Posterior cord syndrome is a very rare injury, sparing the anterior 2/3 of the spinal cord.

Clinical presentation:

  • Patients lose their ability to discern deep pressure and vibration and joint position
  • Ambulation is only possible with visual feedback

In the Conus Medullaris syndrome there is an injury to conus medullaris or the lumbar nerve roots.
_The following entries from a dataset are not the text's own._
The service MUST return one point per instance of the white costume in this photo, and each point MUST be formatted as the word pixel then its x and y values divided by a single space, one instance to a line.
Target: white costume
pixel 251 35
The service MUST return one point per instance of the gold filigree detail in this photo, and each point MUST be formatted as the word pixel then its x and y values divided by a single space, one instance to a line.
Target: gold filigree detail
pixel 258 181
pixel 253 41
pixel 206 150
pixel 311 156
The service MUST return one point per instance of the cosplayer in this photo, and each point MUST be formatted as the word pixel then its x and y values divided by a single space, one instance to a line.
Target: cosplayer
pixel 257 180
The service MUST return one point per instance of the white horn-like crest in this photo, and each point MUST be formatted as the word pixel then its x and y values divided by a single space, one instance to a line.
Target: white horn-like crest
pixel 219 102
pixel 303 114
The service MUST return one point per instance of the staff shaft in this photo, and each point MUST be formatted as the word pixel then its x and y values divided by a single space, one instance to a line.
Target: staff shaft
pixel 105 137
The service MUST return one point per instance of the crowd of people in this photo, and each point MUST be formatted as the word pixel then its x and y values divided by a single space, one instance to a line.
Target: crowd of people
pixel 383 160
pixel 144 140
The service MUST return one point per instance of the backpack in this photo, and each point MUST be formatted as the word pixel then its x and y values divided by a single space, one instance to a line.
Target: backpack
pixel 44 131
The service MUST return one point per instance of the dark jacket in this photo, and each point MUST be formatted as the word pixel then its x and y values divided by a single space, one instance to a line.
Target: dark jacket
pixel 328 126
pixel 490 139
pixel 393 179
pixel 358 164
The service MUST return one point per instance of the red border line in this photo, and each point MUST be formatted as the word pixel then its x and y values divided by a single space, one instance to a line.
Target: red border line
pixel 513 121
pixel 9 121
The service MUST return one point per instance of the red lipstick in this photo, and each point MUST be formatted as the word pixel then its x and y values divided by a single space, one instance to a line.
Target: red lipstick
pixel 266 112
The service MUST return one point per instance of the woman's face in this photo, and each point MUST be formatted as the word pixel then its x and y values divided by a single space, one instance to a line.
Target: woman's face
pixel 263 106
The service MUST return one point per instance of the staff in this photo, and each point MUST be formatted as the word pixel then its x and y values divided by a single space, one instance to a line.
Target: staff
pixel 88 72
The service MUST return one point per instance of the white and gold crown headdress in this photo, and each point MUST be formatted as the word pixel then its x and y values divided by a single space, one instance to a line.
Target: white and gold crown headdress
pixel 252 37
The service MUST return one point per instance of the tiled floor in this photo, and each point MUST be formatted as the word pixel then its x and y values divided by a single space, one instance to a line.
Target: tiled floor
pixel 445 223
This typically occurs after fractures at the T12-L1 level.

Clinical presentation:

  • Isolated bowel and bladder dysfunction
  • Deficits reflecting both cord and root components

In the Cauda Equina Syndrome there is an injury to the spinal rootlets below the level of the spinal cord (typically below the L1–L2 level.

Clinical presentation:

  • Bowel and bladder dysfunction
  • motor deficits
  • radicular symptoms from lower motor neuron damage

Cranial nerve examination

For injuries involving the occipito cervical region, a thorough cranial nerve examination should be performed.

Olfactory nerve (CN I).

  • Ask patient to identify smell (eg. coffee)

Optic nerve (CN II).

  • Assess vision of each eye.

Oculomotor (CN III).

  • Check pupil constriction and eye movement.

Theoclear nerve (CN IV).

  • Assess patient's ability to look downwards and inwards.

Trigeminal nerve (CN V).

  • Assess patient's ability to clench jaw (motor) and facial response to touch (sensory).

Abducens nerve (CN VI).

  • Assess lateral deviation of eye.

Facial nerve (CN VII).

  • Assess patient's facial assymetry and ability to smile, frown, elevate eyebrows (motor), and taste of anterior 2/3 of tongue (sensory).

Vestibulocochlear nerve (CN VIII).

  • Test the patient's ability to hear high and low pitches.

Glossopharyngeal nerve (CN IX).

  • Check gag reflex and patients ability to swallow (motor) as well as taste on posterior 1/3 of tongue (sensory)

Vagus nerve (CN X).

  • Check symmetry of soft palate and uvula.

Accessory nerve (NC XI).

  • Check patient's ability to shrug shoulders against resistance.

Hypoglossal nerve (CN XII).

  • Check patient's ability to stick out tongue.